Infusion of Machine Learning Operations with Internet of Things
By: Shikhar Kwatra, Utpal Mangla, Luca Marchi
With the advancement in deep tech, the operationalization of machine learning and deep learning models has been burgeoning in the space of machine learning. In a typical scenario within the organization involving machine learning or deep learning business case, the data science and IT teams need to extensively collaboration in order to increase the pace of scaling and pushing of multiple machine learning models to production through continuous training, continuous validation, continuous deployment and continuous integration with governance. Machine Learning Operations (MLOps) has carved a new era of DevOps paradigm in the machine learning/artificial intelligence realm by automating end-to-end workflows.
As we are optimizing the models and bringing the data processing and analysis closer to the edge, data scientists and ML engineers are continuously finding new ways to push the complications involved with operationalization of models to such IoT (Internet of things) edge devices.
A LinkedIn publication revealed that by 2025, the global AI spend would have reached $232 billion and $5 trillion by 2050. According to Cognilytica, the global MLOps market will be worth $4 billion by 2025. The industry was worth $350 million in 2019. [1]
Models running in IoT edge devices need to be very frequently trained due to variable environmental parameters, wherein continuous data drift and limited access to such IoT edge solutions may lead to degradation of the model performance over time. The target platforms on which ML models need to be deployed can also vary, such as IoT Edge or to specialized hardware such as FPGAs which leads to high level of complexity and customization with regards to MLOps on such platforms.

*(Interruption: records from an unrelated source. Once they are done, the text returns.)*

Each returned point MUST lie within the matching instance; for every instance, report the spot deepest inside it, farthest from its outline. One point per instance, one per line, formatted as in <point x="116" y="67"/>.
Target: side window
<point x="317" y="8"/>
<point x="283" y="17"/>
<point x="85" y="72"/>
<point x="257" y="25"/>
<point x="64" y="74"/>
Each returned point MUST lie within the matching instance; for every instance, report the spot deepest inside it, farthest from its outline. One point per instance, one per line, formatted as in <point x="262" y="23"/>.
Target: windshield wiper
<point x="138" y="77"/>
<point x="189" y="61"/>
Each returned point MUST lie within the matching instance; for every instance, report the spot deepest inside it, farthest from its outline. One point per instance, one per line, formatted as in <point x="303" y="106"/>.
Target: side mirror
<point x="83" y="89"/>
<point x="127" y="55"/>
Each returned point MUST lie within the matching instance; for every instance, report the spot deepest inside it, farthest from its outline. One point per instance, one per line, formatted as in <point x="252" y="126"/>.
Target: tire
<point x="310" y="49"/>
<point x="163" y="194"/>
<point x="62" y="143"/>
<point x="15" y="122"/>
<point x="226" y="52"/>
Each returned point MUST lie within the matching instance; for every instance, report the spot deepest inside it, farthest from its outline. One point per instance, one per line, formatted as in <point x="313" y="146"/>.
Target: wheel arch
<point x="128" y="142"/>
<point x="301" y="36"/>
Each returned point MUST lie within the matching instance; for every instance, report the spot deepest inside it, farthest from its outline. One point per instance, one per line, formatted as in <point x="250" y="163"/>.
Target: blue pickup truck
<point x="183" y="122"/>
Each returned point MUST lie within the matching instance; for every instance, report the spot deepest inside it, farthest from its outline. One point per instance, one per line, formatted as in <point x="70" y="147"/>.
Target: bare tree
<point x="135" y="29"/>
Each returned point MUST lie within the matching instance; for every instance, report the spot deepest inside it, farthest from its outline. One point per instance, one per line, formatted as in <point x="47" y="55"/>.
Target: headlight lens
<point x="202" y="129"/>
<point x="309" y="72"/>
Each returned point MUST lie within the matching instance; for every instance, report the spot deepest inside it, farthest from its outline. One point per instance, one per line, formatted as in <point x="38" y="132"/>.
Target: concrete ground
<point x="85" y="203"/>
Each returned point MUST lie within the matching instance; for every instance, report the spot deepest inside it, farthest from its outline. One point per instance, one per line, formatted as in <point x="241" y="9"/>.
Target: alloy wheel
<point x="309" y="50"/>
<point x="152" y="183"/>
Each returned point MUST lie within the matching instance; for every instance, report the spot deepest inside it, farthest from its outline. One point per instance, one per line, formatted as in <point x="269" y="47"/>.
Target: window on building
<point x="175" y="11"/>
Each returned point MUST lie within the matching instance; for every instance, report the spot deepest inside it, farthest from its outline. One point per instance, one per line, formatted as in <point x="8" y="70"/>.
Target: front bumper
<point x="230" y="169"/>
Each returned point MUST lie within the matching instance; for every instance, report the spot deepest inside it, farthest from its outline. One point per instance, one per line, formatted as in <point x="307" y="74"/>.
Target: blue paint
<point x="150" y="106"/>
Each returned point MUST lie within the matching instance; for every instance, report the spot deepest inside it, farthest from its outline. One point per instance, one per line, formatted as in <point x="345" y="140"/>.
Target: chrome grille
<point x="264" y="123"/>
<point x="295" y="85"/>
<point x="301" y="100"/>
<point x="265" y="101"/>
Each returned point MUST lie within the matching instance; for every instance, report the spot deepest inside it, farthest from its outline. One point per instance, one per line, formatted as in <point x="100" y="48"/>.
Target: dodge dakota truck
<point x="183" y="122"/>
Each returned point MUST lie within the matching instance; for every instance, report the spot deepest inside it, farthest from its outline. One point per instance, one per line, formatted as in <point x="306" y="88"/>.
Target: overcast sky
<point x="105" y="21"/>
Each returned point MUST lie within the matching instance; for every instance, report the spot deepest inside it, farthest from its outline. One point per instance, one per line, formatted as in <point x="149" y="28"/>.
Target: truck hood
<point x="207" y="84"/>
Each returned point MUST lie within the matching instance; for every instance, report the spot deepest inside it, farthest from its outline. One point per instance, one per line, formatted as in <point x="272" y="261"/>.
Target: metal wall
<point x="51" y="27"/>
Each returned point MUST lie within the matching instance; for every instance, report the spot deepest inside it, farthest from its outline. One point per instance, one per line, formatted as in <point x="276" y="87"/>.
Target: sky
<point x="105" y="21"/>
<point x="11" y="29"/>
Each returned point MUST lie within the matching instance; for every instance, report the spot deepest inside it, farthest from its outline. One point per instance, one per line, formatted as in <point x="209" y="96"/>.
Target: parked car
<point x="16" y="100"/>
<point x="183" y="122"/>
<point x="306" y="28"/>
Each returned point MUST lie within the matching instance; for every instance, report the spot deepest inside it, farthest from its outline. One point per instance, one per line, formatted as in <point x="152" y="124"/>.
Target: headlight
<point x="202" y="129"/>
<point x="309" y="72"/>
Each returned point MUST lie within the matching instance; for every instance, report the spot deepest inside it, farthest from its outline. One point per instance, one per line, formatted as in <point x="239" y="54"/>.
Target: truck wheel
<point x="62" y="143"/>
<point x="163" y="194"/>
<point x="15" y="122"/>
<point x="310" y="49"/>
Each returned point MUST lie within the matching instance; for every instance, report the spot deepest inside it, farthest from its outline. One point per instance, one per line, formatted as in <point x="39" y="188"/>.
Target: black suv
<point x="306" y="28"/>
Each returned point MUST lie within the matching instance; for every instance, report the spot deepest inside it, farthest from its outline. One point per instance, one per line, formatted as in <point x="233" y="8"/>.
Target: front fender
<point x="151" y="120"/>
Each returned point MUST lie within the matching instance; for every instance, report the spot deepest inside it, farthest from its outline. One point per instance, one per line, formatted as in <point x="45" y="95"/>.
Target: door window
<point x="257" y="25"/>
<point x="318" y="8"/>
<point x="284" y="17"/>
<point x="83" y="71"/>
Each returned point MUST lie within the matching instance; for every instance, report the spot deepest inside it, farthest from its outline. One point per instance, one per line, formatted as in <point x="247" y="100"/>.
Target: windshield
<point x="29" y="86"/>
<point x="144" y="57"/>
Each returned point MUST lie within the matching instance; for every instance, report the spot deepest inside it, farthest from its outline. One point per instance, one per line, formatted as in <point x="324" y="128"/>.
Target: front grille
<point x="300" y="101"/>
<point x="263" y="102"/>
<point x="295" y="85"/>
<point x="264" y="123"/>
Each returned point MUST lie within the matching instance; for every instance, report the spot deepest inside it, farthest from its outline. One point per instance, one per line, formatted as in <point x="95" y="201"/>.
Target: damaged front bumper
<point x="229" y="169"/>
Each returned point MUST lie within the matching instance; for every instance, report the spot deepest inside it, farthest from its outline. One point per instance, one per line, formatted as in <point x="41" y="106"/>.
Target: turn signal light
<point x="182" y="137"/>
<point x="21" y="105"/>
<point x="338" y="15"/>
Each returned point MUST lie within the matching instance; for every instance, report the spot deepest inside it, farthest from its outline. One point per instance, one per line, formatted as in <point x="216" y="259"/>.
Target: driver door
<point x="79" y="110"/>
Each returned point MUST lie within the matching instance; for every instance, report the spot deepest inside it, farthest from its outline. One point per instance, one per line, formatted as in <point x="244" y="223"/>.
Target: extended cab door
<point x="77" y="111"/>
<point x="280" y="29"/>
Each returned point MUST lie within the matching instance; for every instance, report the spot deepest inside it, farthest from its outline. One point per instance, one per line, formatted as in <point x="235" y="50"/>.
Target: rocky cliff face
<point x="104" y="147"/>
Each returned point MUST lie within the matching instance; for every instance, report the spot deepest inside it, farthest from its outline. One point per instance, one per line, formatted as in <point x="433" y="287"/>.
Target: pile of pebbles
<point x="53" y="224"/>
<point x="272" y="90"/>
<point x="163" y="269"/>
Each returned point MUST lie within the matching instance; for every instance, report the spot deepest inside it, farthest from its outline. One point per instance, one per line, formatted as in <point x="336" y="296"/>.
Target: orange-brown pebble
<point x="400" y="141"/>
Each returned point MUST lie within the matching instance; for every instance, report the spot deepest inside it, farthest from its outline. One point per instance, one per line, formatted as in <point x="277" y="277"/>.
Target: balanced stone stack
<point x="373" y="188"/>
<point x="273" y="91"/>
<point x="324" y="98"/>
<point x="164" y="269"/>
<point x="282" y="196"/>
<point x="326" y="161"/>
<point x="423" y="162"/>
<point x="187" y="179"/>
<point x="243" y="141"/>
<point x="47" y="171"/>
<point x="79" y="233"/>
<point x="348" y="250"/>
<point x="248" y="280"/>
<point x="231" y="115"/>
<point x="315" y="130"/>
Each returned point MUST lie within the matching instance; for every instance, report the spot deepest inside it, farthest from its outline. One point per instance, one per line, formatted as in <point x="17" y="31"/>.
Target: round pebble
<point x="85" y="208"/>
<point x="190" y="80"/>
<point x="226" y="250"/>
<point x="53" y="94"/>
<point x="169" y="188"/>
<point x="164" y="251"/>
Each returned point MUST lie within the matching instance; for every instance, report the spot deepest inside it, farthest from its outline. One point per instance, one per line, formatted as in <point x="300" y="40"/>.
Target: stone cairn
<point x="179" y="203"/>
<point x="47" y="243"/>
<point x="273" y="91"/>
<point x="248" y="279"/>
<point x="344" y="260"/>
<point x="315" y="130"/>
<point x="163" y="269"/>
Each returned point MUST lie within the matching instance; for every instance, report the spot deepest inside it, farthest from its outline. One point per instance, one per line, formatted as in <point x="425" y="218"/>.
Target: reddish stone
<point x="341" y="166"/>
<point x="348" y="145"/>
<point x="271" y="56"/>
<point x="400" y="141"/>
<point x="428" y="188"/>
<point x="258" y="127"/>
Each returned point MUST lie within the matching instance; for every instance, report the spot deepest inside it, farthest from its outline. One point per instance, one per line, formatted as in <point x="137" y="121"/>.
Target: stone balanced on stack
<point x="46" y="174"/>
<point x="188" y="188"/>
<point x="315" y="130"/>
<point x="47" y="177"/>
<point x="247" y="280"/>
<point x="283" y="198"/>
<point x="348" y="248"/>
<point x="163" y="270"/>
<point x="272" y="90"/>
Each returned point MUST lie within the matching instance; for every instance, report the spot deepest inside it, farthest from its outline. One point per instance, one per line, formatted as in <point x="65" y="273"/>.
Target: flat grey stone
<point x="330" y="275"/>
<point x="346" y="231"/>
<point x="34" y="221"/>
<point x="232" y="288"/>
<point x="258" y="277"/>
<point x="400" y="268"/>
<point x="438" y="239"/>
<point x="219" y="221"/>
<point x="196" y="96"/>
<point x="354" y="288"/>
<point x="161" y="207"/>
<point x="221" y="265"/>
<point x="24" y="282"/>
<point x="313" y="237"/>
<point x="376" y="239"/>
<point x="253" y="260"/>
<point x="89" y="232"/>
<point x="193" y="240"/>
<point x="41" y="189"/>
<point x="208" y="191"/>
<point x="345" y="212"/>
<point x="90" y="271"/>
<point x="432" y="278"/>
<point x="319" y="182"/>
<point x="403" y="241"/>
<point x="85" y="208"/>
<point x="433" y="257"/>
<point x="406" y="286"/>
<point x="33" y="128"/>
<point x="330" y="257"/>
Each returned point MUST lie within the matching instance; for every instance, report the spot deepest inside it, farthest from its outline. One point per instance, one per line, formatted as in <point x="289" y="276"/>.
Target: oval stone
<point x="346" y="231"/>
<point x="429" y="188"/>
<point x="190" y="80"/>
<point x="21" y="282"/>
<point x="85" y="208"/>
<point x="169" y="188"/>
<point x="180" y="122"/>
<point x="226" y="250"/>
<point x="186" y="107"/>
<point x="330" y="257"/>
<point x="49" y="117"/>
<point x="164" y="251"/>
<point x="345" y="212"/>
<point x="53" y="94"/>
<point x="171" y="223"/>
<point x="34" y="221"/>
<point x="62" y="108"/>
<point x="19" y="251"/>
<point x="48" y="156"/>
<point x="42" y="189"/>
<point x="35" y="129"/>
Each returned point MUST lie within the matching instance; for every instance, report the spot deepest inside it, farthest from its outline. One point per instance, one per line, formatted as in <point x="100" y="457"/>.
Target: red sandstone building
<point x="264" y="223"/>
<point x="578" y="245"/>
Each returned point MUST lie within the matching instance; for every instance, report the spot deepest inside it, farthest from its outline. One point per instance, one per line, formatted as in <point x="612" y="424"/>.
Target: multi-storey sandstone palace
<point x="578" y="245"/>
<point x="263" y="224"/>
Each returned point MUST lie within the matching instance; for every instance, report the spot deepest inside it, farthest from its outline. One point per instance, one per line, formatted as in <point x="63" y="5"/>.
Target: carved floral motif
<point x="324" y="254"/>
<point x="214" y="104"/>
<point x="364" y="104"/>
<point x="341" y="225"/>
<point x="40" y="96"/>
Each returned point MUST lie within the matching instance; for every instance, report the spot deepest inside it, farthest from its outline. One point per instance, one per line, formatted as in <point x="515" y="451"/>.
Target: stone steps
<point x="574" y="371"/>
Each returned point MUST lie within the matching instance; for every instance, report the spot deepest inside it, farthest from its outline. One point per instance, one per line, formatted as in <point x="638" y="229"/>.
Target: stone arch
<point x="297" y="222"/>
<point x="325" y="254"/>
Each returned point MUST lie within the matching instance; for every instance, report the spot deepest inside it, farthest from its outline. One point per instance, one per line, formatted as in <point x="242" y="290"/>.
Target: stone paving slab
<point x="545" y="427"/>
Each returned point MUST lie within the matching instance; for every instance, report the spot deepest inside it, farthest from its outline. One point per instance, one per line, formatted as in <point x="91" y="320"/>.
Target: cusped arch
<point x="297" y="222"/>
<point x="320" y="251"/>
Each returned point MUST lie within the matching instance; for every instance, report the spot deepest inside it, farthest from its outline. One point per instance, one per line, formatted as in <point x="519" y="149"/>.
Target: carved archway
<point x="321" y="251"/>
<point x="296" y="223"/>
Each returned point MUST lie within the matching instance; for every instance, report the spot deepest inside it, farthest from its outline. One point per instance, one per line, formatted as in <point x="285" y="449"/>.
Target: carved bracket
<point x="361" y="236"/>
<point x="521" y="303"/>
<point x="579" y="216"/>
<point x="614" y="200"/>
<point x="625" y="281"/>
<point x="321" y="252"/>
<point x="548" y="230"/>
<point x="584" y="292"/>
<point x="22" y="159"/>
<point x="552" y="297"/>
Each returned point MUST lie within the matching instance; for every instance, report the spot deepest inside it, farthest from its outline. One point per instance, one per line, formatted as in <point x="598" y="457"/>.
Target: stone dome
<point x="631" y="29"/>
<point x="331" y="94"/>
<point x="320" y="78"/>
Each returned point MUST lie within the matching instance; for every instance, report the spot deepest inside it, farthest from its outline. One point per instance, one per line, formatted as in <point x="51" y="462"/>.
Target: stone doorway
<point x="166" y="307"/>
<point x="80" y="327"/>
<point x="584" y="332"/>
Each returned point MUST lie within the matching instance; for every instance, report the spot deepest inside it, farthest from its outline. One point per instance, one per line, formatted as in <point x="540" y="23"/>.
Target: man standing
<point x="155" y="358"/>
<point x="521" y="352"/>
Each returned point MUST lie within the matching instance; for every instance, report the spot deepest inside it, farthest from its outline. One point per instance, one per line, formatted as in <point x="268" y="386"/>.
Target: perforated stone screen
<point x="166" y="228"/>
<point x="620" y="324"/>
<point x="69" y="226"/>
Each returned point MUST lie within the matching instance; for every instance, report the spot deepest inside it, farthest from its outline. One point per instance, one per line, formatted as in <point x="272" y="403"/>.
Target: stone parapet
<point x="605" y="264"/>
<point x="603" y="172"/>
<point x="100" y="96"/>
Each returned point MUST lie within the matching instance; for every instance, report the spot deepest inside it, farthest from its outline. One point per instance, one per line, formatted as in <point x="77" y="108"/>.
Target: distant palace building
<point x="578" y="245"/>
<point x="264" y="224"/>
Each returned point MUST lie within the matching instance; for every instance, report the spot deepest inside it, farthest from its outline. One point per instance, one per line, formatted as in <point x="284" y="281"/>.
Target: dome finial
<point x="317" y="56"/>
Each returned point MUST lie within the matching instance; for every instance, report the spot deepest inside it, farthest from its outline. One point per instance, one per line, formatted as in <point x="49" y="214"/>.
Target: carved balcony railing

Models can be packaged into docker image for the purpose of deployment post profiling the models by determining the cores, CPU and memory settings on said target IoT platforms. Such IoT devices also have multiple dependencies for packaging and deploying models that can be executed seamlessly on the platform. Hence, model packaging is easily implemented through containers as they can span over both cloud and IoT edge platforms.
When we are running on IoT edge platforms with certain dependencies of the device, a decision needs to be taken which containerized machine learning models need to be made available offline due to limited connectivity. An access script to access the model, invoke the endpoint and score the request incoming to the edge device needs to be operational in order to provide the respective probabilistic output.
Continuous monitoring and retraining of models deployed in the IoT devices need to be handled properly using model artifact repository and model versioning features as part of MLOps framework. Different images of the models deployed will be stored in the shared device repository in order to quickly fetch the right image at the right time to be deployed to the Iot device.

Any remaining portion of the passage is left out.